BEBERAPA hari terakhir ini, opini publik membincang pernyataan Basuki Tjahaja Purnama (Ahok) dalam suatu kesempatan pertemuan dengan warga DKI Jakarta yang bermukim di Kepulauan Seribu.
Kutipan Ayat 51 Surah Al-Maidah yang disitir oleh Gubernur DKI Jakarta tersebut telah melukai hati warga DKI Jakarta yang mayoritas beragama Islam.
Pasalnya, Ahok secara langsung menempatkan ayat tersebut yang bermakna larangan untuk memilih ‘Pemimpin Non-Muslim’ sebagai objek pembohongan. Ungkapan ‘Dibohongi Pakai Surah Al-Maidah 51’ sama saja menyinggung dan mendiskreditkan umat Islam yang meyakini kebenaran ajaran agamanya.

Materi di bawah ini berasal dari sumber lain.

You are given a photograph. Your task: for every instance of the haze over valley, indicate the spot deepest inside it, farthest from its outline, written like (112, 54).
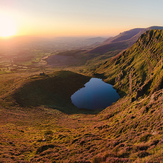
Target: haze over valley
(81, 81)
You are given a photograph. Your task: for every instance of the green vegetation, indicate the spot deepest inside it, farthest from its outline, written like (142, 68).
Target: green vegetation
(38, 122)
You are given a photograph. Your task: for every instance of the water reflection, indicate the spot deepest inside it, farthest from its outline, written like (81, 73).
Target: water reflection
(95, 95)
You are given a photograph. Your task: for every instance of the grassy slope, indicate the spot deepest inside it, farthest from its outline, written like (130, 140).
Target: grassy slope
(127, 131)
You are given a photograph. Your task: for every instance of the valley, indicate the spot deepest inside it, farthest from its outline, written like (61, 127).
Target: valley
(39, 123)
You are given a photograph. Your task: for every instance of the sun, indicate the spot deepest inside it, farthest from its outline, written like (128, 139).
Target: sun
(7, 26)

Sebagai Gubernur yang juga Pemimpin Warga DKI Jakarta, sudah selayaknya Ahok menempatkan segala perilakunya yang sesuai dengan fungsi, tugas dan kewenangannya. Tidak menempatkan pihak lain yang berseberangan, apalagi pemeluk agama yang berbeda dengan keyakinannya sebagai lawan.
Karena itu, menurut saya, pernyataan Ahok tersebut telah menunjukkan 3 (tiga) hal kepada publik:
Pertama, sebagai pemimpin masyarakat, Ahok tidak pantas menggunakan dan mengeksploitasi keyakinan ajaran agama lain (Islam) demi kepentingan dirinya ataupun kepentingan politiknya.
Pernyataan tersebut telah menunjukkan bahwa ia telah menjadikan teks kitab suci yang dipandang sakral sebagai instrumen politik dan membawanya ke panggung politik praktis. Suatu hal yang tidak layak dan pantas dilakukan oleh pemimpin yang sejatinya mengayomi seluruh perbedaan, baik itu perbedaan pilihan politik, apalagi perbedaan keyakinan keagamaan.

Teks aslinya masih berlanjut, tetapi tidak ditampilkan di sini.